The only sure thing is that you can't ban it out. Azubu Taipei Assassins' Top Lane isn't just one of the world's premier talents of the role, he's also the least predictable, having fielded close to two dozen different champions over the course of both seasons of the Garena Premier League. As the original Top Lane pioneer, Stanley was directly responsible for Hextech Revolver's early nerf by stacking four at a time on Vladimir back when the item's spell vamp was not unique. He's since dabbled with Corki, was among the first with Trinity Force Nidalee, and even attempted top lane Cassiopeia - though the last one, at least, was fairly disastrous when field tested.

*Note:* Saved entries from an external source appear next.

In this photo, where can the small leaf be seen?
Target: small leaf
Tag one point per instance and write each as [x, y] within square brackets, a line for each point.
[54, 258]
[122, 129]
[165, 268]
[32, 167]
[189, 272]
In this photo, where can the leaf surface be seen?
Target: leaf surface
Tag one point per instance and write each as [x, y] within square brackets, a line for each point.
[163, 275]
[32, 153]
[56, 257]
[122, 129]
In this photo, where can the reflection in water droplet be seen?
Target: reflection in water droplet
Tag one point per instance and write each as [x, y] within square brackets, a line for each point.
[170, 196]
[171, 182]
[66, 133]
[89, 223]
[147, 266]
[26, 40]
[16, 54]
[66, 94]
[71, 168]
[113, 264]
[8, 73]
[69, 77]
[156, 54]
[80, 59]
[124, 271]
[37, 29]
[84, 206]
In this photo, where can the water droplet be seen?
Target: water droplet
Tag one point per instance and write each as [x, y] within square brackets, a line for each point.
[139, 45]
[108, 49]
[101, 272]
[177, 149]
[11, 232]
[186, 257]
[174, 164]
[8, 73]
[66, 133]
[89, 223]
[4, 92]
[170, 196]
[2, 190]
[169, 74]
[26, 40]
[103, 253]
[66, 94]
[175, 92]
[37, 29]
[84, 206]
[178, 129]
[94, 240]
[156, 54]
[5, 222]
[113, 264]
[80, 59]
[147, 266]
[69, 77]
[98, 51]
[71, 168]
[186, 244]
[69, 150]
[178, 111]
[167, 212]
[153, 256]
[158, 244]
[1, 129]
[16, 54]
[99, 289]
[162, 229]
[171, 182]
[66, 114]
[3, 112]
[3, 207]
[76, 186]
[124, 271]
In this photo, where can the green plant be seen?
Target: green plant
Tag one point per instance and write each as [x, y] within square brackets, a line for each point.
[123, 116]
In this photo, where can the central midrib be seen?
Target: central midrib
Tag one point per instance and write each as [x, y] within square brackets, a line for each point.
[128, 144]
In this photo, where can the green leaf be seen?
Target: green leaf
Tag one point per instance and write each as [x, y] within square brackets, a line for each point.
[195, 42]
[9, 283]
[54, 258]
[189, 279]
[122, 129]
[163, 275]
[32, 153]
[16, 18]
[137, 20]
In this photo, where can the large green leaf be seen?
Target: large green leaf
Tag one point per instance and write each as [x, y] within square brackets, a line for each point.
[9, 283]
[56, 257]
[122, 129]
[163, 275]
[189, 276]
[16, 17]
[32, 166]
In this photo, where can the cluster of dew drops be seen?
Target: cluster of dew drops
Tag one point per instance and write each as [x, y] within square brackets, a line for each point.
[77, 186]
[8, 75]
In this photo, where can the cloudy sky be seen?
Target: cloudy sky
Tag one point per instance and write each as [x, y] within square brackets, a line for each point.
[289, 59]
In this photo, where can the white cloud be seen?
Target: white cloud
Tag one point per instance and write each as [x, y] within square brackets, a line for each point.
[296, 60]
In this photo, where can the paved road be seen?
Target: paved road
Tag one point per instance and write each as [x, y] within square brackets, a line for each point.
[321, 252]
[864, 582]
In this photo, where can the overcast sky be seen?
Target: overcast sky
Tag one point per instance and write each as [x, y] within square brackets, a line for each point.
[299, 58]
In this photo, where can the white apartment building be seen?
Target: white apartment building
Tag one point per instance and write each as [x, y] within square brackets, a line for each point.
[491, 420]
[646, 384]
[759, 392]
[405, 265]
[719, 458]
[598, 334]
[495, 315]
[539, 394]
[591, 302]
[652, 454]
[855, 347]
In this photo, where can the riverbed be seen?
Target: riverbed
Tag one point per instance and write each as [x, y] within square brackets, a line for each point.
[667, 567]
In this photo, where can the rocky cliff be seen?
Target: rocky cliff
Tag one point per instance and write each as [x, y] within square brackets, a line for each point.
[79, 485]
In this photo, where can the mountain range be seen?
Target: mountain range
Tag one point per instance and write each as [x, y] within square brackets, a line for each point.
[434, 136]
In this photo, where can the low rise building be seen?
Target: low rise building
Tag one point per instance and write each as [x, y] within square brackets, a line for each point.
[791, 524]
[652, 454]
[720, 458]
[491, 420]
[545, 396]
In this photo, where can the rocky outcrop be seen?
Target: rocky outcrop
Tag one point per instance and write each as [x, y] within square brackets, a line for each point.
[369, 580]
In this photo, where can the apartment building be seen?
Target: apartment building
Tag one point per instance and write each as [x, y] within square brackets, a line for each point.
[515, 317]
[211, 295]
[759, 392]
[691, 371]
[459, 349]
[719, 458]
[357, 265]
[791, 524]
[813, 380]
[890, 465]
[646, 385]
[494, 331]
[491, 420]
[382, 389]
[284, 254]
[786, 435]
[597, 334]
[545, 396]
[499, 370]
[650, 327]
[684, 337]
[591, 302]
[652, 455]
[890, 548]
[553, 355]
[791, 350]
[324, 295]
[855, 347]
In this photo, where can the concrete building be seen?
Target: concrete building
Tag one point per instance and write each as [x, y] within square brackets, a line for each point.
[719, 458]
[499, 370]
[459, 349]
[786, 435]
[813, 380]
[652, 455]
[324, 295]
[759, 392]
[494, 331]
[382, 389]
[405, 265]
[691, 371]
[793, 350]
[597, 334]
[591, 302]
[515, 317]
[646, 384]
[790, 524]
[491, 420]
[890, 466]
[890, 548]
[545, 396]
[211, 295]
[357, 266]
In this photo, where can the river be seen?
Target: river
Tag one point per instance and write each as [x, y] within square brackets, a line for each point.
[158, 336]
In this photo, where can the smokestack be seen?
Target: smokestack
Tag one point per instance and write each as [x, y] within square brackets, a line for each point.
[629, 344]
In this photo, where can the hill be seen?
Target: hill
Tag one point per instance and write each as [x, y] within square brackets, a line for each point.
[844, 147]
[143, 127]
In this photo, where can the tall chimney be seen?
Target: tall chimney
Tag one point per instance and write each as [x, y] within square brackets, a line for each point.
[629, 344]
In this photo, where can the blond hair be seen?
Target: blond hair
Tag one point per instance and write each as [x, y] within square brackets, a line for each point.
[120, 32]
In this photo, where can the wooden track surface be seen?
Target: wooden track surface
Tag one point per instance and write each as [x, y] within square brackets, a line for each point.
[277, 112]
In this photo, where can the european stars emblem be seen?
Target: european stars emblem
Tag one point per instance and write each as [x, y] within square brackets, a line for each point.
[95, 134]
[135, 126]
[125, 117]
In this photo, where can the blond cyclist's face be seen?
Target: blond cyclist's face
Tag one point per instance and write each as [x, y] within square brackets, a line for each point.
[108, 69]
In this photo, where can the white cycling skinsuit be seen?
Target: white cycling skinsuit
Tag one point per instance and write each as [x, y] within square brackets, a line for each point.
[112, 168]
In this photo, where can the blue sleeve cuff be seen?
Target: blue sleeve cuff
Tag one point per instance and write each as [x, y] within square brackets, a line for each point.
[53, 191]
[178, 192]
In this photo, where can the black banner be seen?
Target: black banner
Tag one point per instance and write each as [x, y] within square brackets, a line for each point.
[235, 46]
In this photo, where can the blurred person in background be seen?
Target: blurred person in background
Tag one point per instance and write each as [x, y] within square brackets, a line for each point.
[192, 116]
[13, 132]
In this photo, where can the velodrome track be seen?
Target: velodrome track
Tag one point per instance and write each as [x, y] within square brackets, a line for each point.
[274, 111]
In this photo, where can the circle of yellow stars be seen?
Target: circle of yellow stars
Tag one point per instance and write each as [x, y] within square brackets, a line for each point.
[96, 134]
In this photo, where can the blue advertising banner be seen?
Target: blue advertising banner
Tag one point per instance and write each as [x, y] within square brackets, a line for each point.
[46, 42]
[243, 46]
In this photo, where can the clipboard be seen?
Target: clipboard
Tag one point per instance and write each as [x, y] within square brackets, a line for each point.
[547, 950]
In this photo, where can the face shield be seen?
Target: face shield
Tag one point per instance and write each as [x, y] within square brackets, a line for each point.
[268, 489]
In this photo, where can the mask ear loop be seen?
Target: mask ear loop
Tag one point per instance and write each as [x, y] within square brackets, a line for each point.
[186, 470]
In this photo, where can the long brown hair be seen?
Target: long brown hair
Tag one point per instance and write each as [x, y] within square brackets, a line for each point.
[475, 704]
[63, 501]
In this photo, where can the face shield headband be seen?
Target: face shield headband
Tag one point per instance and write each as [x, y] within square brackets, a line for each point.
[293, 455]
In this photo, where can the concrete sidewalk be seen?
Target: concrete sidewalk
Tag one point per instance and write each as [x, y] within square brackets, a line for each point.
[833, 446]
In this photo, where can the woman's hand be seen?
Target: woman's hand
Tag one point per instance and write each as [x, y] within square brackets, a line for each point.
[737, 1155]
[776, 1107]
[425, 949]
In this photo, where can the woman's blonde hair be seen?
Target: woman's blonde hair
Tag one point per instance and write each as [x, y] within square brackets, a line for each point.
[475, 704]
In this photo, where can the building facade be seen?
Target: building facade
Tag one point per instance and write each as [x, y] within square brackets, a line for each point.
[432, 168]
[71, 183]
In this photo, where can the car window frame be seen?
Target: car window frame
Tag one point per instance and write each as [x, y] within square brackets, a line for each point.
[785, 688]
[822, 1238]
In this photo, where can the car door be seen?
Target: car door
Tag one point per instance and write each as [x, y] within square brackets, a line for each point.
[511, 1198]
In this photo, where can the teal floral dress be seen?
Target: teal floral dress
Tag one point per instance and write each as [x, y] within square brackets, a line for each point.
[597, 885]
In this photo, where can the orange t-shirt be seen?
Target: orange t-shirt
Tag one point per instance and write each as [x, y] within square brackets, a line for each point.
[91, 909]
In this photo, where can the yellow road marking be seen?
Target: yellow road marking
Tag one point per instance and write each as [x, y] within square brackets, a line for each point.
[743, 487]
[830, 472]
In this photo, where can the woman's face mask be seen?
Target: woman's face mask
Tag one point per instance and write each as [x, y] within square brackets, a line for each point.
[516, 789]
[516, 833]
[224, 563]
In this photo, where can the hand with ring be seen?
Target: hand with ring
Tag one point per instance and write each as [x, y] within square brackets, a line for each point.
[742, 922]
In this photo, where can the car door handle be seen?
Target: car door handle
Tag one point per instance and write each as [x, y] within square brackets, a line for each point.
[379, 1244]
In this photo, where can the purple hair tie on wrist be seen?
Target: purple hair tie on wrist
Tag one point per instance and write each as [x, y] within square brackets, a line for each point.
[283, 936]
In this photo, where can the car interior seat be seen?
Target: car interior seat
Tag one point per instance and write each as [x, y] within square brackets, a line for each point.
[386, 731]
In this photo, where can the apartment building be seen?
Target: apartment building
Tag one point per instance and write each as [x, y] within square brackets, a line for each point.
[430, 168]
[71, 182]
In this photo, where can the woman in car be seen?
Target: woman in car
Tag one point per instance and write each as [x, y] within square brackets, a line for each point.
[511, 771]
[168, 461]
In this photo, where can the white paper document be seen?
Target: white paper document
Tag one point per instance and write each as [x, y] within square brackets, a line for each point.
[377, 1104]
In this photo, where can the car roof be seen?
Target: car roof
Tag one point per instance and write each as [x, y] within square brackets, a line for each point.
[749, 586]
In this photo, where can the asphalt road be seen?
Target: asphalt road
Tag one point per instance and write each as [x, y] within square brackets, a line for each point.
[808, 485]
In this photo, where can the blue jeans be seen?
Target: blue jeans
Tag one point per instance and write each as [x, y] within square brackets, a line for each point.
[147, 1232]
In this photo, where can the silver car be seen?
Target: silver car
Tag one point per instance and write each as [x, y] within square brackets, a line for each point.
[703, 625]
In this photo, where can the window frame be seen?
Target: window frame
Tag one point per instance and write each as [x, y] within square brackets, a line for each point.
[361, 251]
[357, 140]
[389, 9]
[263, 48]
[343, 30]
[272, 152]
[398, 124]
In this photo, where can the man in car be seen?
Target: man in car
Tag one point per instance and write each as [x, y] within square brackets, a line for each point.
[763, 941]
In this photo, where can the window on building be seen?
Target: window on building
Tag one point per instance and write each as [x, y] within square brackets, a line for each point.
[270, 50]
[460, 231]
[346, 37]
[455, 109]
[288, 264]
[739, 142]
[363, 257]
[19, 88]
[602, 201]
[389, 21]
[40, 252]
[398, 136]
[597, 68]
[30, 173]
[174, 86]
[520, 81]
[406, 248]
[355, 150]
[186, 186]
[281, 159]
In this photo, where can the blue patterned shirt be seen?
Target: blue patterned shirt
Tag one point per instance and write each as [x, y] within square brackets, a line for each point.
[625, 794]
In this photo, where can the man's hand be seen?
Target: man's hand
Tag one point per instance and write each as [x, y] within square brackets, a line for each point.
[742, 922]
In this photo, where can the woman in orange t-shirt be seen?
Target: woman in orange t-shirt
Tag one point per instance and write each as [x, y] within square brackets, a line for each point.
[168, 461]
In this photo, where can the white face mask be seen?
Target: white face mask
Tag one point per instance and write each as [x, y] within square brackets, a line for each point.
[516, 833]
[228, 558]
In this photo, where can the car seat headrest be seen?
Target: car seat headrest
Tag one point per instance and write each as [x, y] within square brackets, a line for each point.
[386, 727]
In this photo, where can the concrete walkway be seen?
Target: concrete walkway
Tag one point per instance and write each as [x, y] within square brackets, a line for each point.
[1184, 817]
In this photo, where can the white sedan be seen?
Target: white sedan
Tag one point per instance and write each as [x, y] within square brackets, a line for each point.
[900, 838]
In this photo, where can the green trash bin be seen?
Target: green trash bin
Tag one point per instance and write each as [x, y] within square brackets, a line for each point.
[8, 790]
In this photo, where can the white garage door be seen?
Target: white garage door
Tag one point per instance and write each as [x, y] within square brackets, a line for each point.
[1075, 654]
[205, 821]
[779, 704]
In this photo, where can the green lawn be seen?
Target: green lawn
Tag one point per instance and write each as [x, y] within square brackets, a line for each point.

Toyz is internationally known at this point, thanks significantly due to the jaw-dropping, team-crushing antics of his Orianna's murderball last October. TPA's current team captain may often be overlooked when discussing international Mid Lane talents, thanks to the relative obscurity of the GPL scene, but both Alex Ich and Misaya know better than to underestimate his impact.
His compatriots from the Singapore Sentinels are less well-known, if undeservedly so: though their rare international appearances have been disappointing, it is only TPA's continued existence that keeps them from being the undisputed kings of the SEA scene. AD Carry Chawy, in particular, is a major playmaker despite his role's inclination towards passive reactivity, and is third overall in the GPL's KDA ranks right behind TPA's Bebe and Toyz. And where he can't make plays, Jungler HaRleLuYar is more than willing to pick up the slack, favoring the likes of aggressive champions like Lee Sin and Vi.
Of course, even as they come in with an advantageous bye, their most likely opposition will be China, the overall favorites. Furthermore, with two TPA captains and TPA's recent slump, it remains to be seen if team synergy will hold out against the combined adversarial pressure of World Elite and Invictus Gaming. SEA might have gotten an easy lift to the world stage ticket, but only up to the hardest part of the climb.